Textiles hold time within their gestures. In this project, embroidery becomes a way to connect landscapes, eras, and memories, weaving them together into one narrative fabric.


Q: What usually makes a small gesture feel like the start of a piece?


M: For me, the beginning lies in staying with the gesture for as long as possible—without thinking about the final form. I immerse myself in the movement, letting it unfold freely, without deciding what it should become. Over time, patterns and relationships emerge between gestures, stories, and ideas, and only then do I begin assembling them. This first stage is always my favorite.


Working on a project that combines such different media—especially photography, which in my understanding works completely differently—has been a challenge, definitely a rewarding one.
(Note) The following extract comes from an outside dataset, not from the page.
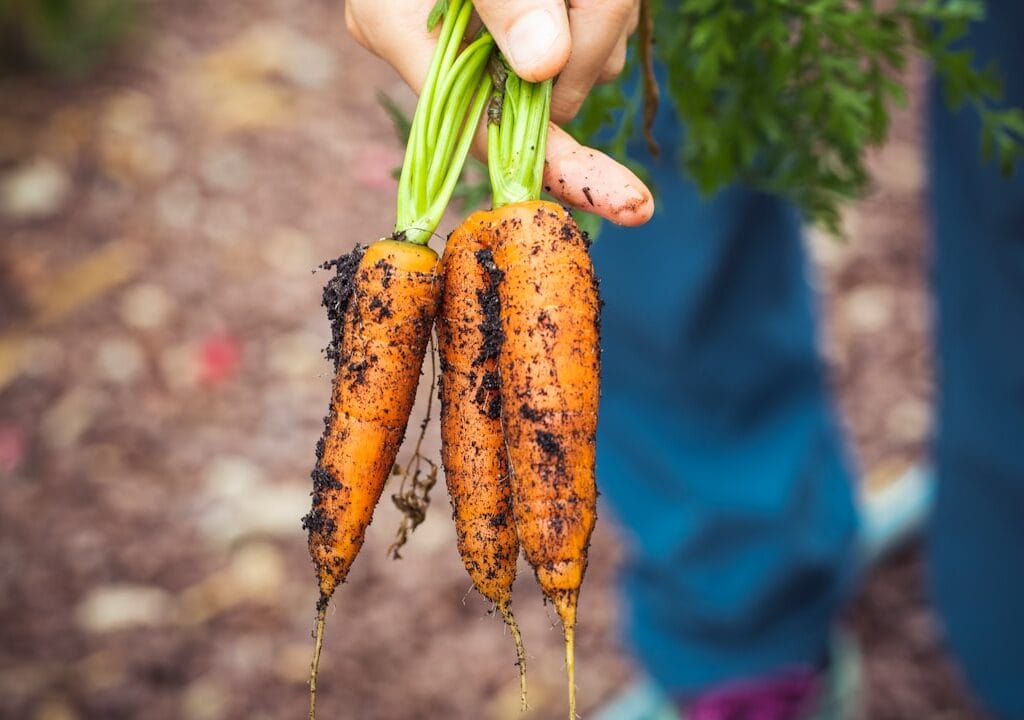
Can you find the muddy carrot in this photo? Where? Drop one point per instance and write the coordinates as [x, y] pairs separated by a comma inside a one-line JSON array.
[[382, 304], [472, 441], [549, 357]]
D: A small gesture often becomes the start of a piece through dialogue—between materials, between artists, between ideas. In this project, working for the first time as a duo with Maria, it was our conversation with the materials that felt most alive. Photography acted as a way to capture fragments, moments, and memories, while embroidery brought them together, creating new forms and connections.


For me, certain moments during the journey sparked a clear image—a photograph, a print—and from there, I could experiment, letting the work take shape. When combined with embroidery and textiles, the pieces transformed again, revealing something unexpected, alive, and shared.


Lingering in the Light - Trees 1 - Textile installation, 2025
Lingering in the Light - Trees 1 - Textile installation, 2025

Q: How do you find the connection between the fragments you collect, like pigments, plants, and personal memories?


M: Our practice feels like a collaboration with the memories of the people and objects we encounter. Every fragment, every piece of fabric tells a story, and we are here not to use it but to listen and talk to it. It involves a lot of listening and creating space for these stories to interact with one another and with my own voice, of course. We pay attention to the poetry of how they rhyme and resonate, and our role becomes enhancing and honoring those connections.


Q: As you continue “Lingering in the Light,” what directions feel most important to explore next?


M: We would love to continue the work in all its aspects: research, community engagement, and artistic development. Materially, we want to further explore the intersection of fabric and photography—experimenting with embroidery, printing techniques, and new materials to see how they can tell stories together more powerfully. After all, this project is not only about the stories we encounter; it’s also about our story and our gestures, or our hands learning to create together.


We also hope to deepen our community work by spending more time with women, facilitating embroidery circles, and creating spaces for local women to work with their archives and stories. Listening, learning, exchanging knowledge, and supporting skill-building where needed are all central to our vision.